Mobilizing the Local Church to Execute the P.E.A.C.E. Plan
The five global giants that megachurch pastor Rick Warren identified last summer were largely missing "the best choice" of players to tackle the world's ills, as Warren had stated, which is the local churches.
With more than 2 billion followers of Christ, Purpose Driven Ministries recently released 10 ways that the local church can mobilize congregants, or rather the "average believer" as Warren had highlighted, into an army to address the hard-hitting giants of spiritual emptiness, corrupt leadership, poverty, disease and illiteracy.
After launching the P.E.A.C.E. Plan last summer at Saddleback Community Church's 25th anniversary celebration, Warren and his team of pastors are making determined efforts to mobilize 1 billion Christians around the world for the global initiative. It's a lay movement and a grassroots church-to-church strategy that Warren had emphasized at his first hosted HIV/AIDS conference last year.
Church leaders who attended the Purpose Driven Church conference last month were given an overview of the P.E.A.C.E. Plan and taught ways to involve the local church with their communities and overseas.
Lance Witt, executive pastor and teaching pastor at Saddleback, outlined 10 ways for pastors to introduce the global plan to their churches in a healthy way:
1. Get involved personally.
2. Help your current church and missions leadership embrace the P.E.A.C.E. Plan.
3. Combine P.E.A.C.E. and prayer.
4. Strengthen your small group network.
5. Start teaching and preaching a holistic Gospel.

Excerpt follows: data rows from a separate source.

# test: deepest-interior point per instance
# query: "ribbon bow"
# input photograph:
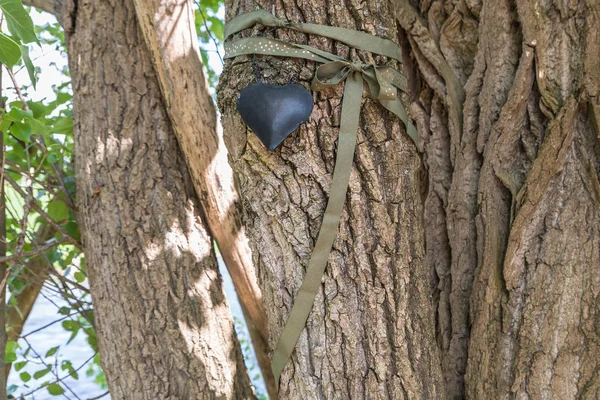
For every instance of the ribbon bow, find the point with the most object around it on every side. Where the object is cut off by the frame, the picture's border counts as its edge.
(383, 82)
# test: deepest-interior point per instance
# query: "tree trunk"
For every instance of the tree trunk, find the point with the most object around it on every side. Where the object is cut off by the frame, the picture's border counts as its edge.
(512, 218)
(169, 29)
(371, 331)
(164, 327)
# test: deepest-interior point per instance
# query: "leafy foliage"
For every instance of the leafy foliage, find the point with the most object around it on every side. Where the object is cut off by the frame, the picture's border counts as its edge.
(40, 197)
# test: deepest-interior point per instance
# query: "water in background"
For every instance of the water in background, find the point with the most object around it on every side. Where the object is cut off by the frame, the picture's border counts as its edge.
(79, 351)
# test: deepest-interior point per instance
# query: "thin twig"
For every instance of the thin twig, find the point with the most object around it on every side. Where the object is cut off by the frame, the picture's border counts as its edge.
(40, 141)
(37, 208)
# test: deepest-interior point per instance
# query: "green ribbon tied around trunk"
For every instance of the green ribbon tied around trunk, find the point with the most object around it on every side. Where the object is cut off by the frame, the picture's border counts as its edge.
(383, 82)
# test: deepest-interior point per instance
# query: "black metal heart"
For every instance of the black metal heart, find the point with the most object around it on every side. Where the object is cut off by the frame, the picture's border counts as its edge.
(273, 112)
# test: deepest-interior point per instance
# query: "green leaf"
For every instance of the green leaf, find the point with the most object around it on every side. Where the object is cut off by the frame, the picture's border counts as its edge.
(28, 64)
(21, 131)
(10, 52)
(64, 310)
(55, 389)
(37, 126)
(42, 372)
(19, 366)
(52, 351)
(17, 114)
(12, 389)
(11, 351)
(25, 376)
(18, 20)
(79, 276)
(10, 358)
(12, 346)
(53, 157)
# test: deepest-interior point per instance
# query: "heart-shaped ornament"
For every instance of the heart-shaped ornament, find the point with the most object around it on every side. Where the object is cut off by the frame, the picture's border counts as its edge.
(273, 112)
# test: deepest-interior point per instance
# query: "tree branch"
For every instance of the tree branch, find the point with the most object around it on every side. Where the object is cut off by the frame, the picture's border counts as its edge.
(49, 6)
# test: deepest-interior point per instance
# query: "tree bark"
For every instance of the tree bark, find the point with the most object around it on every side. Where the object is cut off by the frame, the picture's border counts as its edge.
(170, 33)
(370, 334)
(163, 323)
(35, 274)
(512, 210)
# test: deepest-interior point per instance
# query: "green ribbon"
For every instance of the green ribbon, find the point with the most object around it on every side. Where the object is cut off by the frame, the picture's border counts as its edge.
(383, 82)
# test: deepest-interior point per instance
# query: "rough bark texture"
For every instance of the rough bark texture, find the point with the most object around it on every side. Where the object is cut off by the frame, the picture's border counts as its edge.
(170, 32)
(163, 323)
(370, 335)
(34, 275)
(512, 219)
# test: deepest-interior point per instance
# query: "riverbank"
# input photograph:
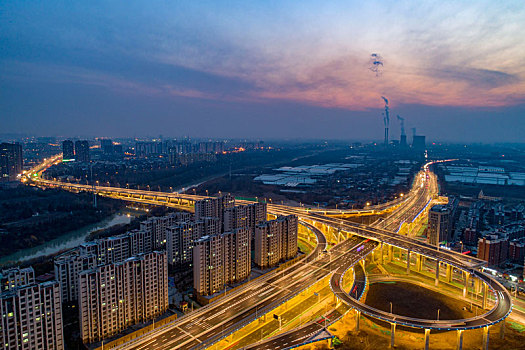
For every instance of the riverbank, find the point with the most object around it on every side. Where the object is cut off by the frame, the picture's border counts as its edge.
(69, 239)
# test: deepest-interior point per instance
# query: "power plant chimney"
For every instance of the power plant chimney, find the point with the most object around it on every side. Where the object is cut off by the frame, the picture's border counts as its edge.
(403, 136)
(386, 119)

6. Recognize the implications of P.E.A.C.E. on your entire church structure and program.
7. Designate staff or recruit volunteer leadership to help with the implementation.
8. Practice Local, as well as prepare for Global P.E.A.C.E.
9. Take a long-term view of implementation.
10. By faith, expect and plan for God to use your church.
Summarizing key components, Mike Constantz, Saddleback pastor of missions, said P.E.A.C.E. personally involves every member and works through church-to-church connections rather than the traditional church-to-missions agency or missionary relationships, and P.E.A.C.E. activities are sustainable and reproducible in local communities where third world countries don't have to depend on partner Western churches for resources.
"P.E.A.C.E. is not a program; it is a new paradigm," said Witt, emphasizing a long-term perspective that pastors should have.
P.E.A.C.E. is an acronym that stands for "Plant churches, Equip servant leaders, Assist the poor, Care for the sick, and Educate the next generation."